Mind you, that doesn’t look likely at the moment. Reports from Japanese media say Mazda has scrapped plans for using the rotary range extender in the MX-30. Japan's Nikkei business daily and Nikkan Jidosha Shimbun claim the decision was made partly because adding a range extender would require a bigger battery, making the vehicle too expensive in the process.
However, Mazda spokesman Masahiro Sakata told Automotive News the rotary range extender was not dead.
"We are still considering using rotary engine as a range extender, but the timing of its introduction is undecided.”

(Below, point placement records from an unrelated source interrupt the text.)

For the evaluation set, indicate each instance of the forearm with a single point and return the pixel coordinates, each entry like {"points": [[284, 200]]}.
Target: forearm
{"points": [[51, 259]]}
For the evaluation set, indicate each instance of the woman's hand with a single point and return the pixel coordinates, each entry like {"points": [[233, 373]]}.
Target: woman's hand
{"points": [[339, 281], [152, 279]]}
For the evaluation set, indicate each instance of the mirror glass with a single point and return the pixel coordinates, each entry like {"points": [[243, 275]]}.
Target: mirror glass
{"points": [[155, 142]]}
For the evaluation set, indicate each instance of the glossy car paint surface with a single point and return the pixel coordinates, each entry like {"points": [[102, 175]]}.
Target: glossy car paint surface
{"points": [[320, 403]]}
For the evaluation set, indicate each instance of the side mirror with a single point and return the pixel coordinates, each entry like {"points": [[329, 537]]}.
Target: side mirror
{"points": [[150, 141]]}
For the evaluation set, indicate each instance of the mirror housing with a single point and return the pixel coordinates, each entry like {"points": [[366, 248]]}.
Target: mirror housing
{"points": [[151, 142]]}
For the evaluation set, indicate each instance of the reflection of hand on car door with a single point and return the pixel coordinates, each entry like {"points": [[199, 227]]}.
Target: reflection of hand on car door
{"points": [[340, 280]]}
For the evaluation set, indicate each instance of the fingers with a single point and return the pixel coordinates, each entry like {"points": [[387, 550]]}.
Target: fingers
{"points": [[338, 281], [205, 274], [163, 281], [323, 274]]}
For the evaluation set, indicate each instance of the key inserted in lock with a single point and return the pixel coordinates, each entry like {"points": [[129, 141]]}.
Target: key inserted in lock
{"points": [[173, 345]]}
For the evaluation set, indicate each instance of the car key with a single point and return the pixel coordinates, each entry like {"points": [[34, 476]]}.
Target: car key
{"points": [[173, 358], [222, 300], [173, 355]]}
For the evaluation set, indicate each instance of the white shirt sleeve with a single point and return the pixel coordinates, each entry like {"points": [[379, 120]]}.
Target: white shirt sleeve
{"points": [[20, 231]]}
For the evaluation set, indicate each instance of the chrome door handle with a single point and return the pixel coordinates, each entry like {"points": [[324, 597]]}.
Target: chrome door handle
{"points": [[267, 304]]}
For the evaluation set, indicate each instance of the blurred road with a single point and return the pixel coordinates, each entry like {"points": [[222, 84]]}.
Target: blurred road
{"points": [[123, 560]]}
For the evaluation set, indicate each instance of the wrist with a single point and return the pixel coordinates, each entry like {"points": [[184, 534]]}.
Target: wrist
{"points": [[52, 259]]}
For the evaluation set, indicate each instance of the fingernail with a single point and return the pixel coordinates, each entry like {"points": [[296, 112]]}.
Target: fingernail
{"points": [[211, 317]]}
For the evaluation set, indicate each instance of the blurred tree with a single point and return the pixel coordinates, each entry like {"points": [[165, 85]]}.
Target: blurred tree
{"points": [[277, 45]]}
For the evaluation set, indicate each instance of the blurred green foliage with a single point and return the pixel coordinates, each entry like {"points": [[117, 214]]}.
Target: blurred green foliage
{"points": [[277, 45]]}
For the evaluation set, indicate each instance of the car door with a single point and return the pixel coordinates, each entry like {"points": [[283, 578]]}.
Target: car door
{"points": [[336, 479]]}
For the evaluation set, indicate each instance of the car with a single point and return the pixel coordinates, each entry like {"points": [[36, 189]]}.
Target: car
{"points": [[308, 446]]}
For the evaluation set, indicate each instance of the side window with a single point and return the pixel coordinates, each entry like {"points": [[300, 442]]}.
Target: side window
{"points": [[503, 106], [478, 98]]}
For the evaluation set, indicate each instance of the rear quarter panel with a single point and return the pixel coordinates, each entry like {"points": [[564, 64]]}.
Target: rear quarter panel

If the reports from Japan are accurate, it must be a last-minute decision because Mazda pitched the rotary range extender only last month, saying it made sense in regions with a clean power source and a suitable recharging network. The carmaker added that the range-extended MX-30 would use a small engine, a big battery, and a small fuel tank.
Gallery: 2021 Mazda MX-30
While Mazda still plans to resurrect the rotary, it will first use it as a power-assist technology for series and plug-in hybrids. Hybrids equipped with rotary engines will debut sometime between 2022 and 2025, with the ICEs to act as generators instead of directly powering the wheels mechanically. A plug-in hybrid version would allow Mazda to further reduce the size of the battery (and therefore the cost) compared with a range extender, but the engine would kick in more frequently.
Obviously, these reports leave the U.S. launch of the range-extended MX-30 in the air. The all-electric MX-30 hasn’t arrived stateside yet, but will do so this fall in California as a 2022 model, with additional states planned for 2022. Mazda’s U.S. consumer website also lists a plug-in hybrid MX-30 is expected in 2022 for the 2023 model year.
U.S. specs haven’t been announced yet, but in Europe, the MX-30 features a 35.5-kWh lithium ion battery and a 105-kW (141-hp) electric motor. The maximum driving range is 124 miles on the WLTP cycle, meaning the EPA-estimated range will likely be lower (provided that the powertrain remains unchanged).
The MX-30 is designed to accommodate several types of powertrains, including full-electric, full-electric with range extender, and mild-hybrid.